Des sélectionneurs actifs et passionnés partout en France
Créée en 1935, l’Association des éleveurs français de Southdown comprend dix sélectionneurs qui détiennent environ 500 brebis en 2025 :
Cher : Flavien Bouchard, 18380 Ivoy le Pré
Gaec des Archers, Isabelle et Jean-Claude Thomas, 18170 Le Châtelet
Côte d’Or : Gaec Poillot Benoît et Romain, 21210 Thoisy-la-Berchère
Nièvre : Enzo Guérin, 58310 Bitry
Christophe Rainon, 58330 Saint-Saulge
Saône-et-Loire : Caroline Lambert Dureuil, 71320 Montmort
Seine-et-Marne : David Tourte, Ferme du Fourchet, 77710 Nanteau-sur-Lunain
Haute-Vienne : EARL avicole de Cheni, Lydie, Franck et Christophe Goupillou, 87500 Saint-Yriex-la-Perche
Hervé et Nathalie Mazé, 87460 Bujaleuf Alexandre Pagnaud, 87120 Sainte-Anne-Saint-Priest
À retenir
Mardi 7 octobre après-midi, Sommet de l’élevage, Cournon-d’Auvergne (Puy-de-Dôme)
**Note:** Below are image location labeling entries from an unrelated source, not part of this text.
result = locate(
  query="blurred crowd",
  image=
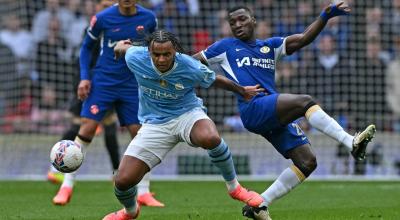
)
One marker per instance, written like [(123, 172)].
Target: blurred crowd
[(351, 68)]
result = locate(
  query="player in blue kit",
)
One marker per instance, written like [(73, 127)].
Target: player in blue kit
[(170, 113), (110, 84), (250, 61)]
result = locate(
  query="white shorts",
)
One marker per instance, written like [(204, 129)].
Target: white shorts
[(154, 141)]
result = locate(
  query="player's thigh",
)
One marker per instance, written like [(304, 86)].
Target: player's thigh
[(204, 133), (127, 108), (88, 127), (191, 132), (260, 115), (99, 101), (152, 143), (286, 138), (130, 172)]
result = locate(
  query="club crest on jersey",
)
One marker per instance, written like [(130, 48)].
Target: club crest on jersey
[(163, 83), (179, 86), (264, 49), (93, 21), (94, 109), (140, 29)]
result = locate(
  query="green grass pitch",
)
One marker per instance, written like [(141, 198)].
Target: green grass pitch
[(205, 200)]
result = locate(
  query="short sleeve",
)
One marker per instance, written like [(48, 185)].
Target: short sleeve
[(208, 76), (95, 28), (131, 56), (213, 53), (278, 43)]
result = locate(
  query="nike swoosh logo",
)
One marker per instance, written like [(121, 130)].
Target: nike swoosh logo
[(111, 44)]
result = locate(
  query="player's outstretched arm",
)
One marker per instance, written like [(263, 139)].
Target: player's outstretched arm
[(298, 41), (121, 48), (247, 92)]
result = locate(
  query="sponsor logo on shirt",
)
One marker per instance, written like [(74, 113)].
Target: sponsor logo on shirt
[(259, 62), (264, 49), (179, 86), (94, 109), (157, 94), (140, 29)]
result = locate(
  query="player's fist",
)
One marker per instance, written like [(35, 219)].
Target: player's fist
[(121, 47), (84, 89), (334, 10)]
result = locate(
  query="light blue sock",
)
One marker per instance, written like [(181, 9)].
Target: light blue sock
[(127, 198), (222, 158)]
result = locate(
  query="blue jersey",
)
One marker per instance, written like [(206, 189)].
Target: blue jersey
[(248, 64), (165, 96), (110, 26)]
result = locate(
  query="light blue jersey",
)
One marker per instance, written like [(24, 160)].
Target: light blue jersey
[(165, 96)]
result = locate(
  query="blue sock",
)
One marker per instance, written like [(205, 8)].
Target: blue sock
[(127, 198), (222, 158)]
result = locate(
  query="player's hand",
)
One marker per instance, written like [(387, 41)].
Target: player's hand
[(334, 10), (251, 91), (121, 47), (84, 89)]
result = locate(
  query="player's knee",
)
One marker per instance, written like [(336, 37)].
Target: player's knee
[(124, 181), (88, 127), (305, 99), (210, 141), (111, 129), (307, 166)]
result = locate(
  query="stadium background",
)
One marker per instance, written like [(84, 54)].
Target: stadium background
[(351, 69)]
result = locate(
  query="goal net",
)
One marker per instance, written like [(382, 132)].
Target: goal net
[(351, 70)]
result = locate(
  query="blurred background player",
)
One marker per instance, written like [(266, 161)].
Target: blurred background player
[(250, 61), (171, 112), (110, 84), (109, 121)]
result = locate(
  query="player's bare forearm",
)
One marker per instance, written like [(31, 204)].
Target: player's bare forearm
[(224, 83), (121, 48), (298, 41), (200, 57)]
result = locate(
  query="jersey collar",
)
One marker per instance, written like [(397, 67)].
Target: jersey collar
[(166, 73)]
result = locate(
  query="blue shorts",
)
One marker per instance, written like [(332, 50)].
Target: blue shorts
[(102, 98), (259, 116)]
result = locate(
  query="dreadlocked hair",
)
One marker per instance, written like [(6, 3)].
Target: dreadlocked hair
[(162, 36)]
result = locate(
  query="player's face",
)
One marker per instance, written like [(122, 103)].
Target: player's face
[(103, 4), (163, 55), (242, 24), (127, 3)]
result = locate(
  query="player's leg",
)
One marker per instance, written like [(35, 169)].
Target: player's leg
[(54, 175), (127, 114), (110, 139), (93, 110), (203, 133), (304, 163), (291, 107), (130, 173), (143, 153), (85, 136)]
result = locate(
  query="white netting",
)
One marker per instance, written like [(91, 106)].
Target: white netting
[(351, 69)]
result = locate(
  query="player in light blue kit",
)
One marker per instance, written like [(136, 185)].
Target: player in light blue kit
[(250, 61), (110, 83), (170, 112)]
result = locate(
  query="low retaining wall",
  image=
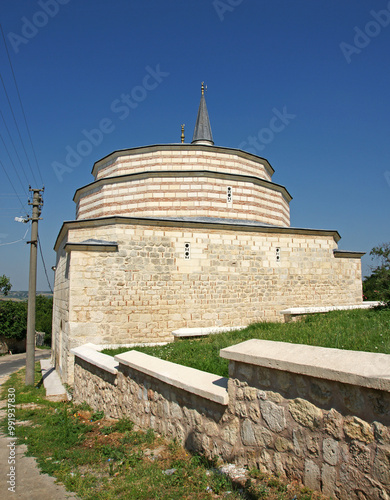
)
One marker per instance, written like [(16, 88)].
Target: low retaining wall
[(318, 415)]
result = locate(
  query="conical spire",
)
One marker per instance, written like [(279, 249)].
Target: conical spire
[(202, 132)]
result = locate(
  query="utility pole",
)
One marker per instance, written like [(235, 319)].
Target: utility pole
[(32, 285)]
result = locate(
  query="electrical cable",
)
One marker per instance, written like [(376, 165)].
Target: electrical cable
[(21, 105), (13, 164), (17, 241), (17, 127), (13, 187), (13, 144)]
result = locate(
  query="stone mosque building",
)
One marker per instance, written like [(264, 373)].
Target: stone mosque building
[(187, 236)]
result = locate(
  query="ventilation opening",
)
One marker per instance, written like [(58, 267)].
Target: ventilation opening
[(229, 194), (187, 251)]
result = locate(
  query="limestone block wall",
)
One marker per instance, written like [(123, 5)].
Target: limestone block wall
[(182, 157), (148, 288), (328, 428), (191, 196), (61, 307)]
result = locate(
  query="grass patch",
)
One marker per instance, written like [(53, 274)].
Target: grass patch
[(102, 459), (358, 330)]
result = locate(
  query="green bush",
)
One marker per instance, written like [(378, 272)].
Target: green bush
[(377, 285), (13, 319)]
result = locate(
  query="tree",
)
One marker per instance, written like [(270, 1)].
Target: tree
[(5, 284), (377, 285), (43, 318)]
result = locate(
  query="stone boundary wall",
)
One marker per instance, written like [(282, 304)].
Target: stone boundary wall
[(317, 415)]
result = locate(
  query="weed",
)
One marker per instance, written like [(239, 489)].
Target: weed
[(98, 415)]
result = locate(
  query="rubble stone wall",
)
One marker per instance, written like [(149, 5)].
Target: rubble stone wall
[(332, 436)]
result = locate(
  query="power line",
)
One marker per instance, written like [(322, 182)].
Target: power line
[(20, 102), (44, 265), (17, 241), (16, 171), (17, 127), (13, 187), (13, 144)]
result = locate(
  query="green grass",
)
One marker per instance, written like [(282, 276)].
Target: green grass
[(102, 459), (359, 330)]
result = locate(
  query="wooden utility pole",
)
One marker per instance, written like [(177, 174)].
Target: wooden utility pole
[(32, 286)]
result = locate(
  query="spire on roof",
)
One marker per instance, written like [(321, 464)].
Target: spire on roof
[(202, 132)]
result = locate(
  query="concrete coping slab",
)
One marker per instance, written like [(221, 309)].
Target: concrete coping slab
[(203, 384), (51, 381), (320, 309), (198, 332), (88, 353), (365, 369)]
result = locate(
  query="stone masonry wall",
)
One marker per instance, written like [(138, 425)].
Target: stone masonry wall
[(332, 437), (185, 196), (147, 289), (60, 332), (183, 158)]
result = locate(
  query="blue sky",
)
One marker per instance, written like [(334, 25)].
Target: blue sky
[(322, 64)]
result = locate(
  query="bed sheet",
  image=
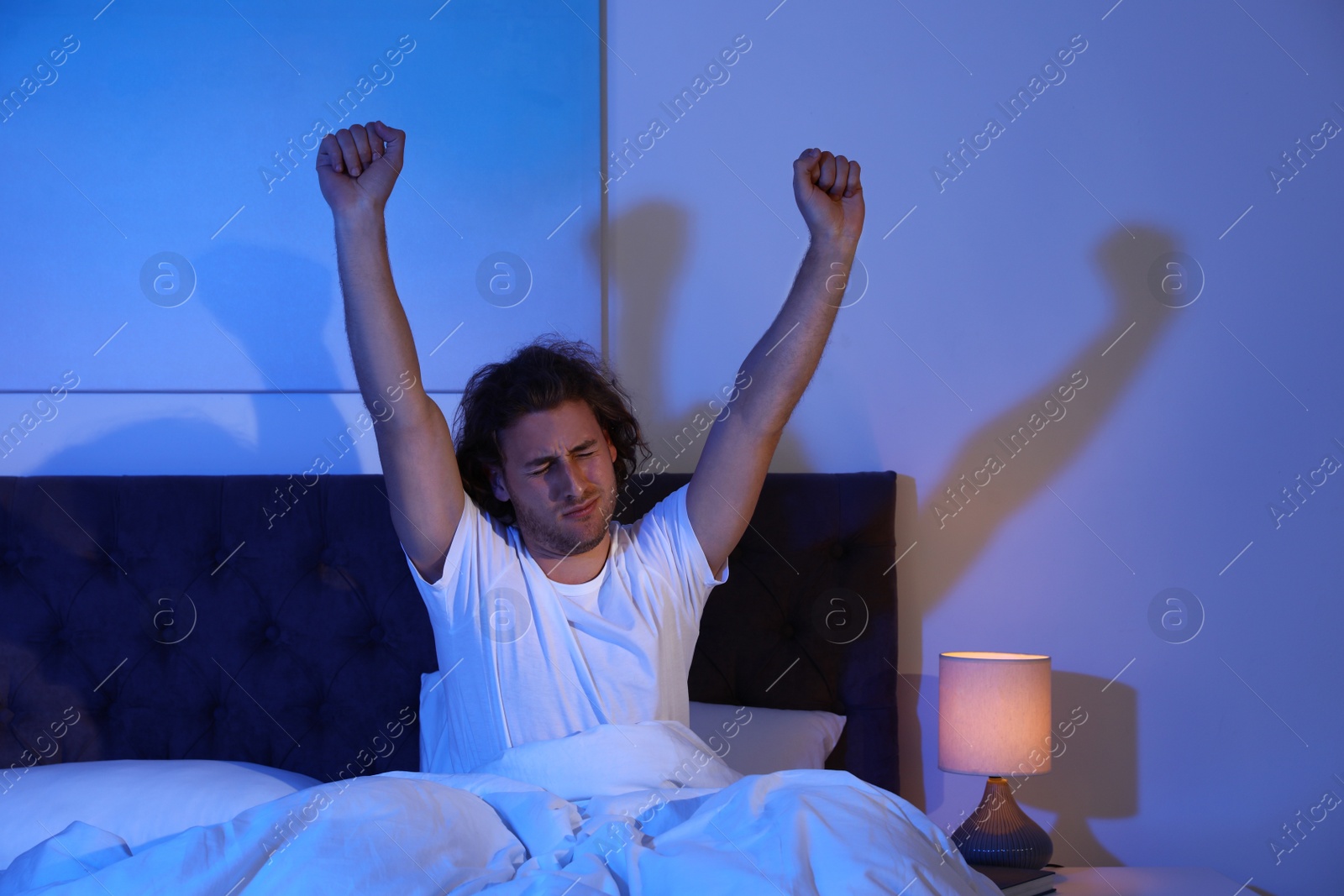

Afin de fêter les 170 ans de l’arrivée de la race sur le sol français, l’Association des éleveurs français de Southdown organise un concours de sélection. Ils présenteront 50 animaux issus des quatre sections (antenais, bélier, antenaise, brebis) qui seront évalués par deux juges anglais, venus pour l’occasion. « À nous de montrer que la génétique française n’a rien à envier à nos amis britanniques », sourit David Tourte.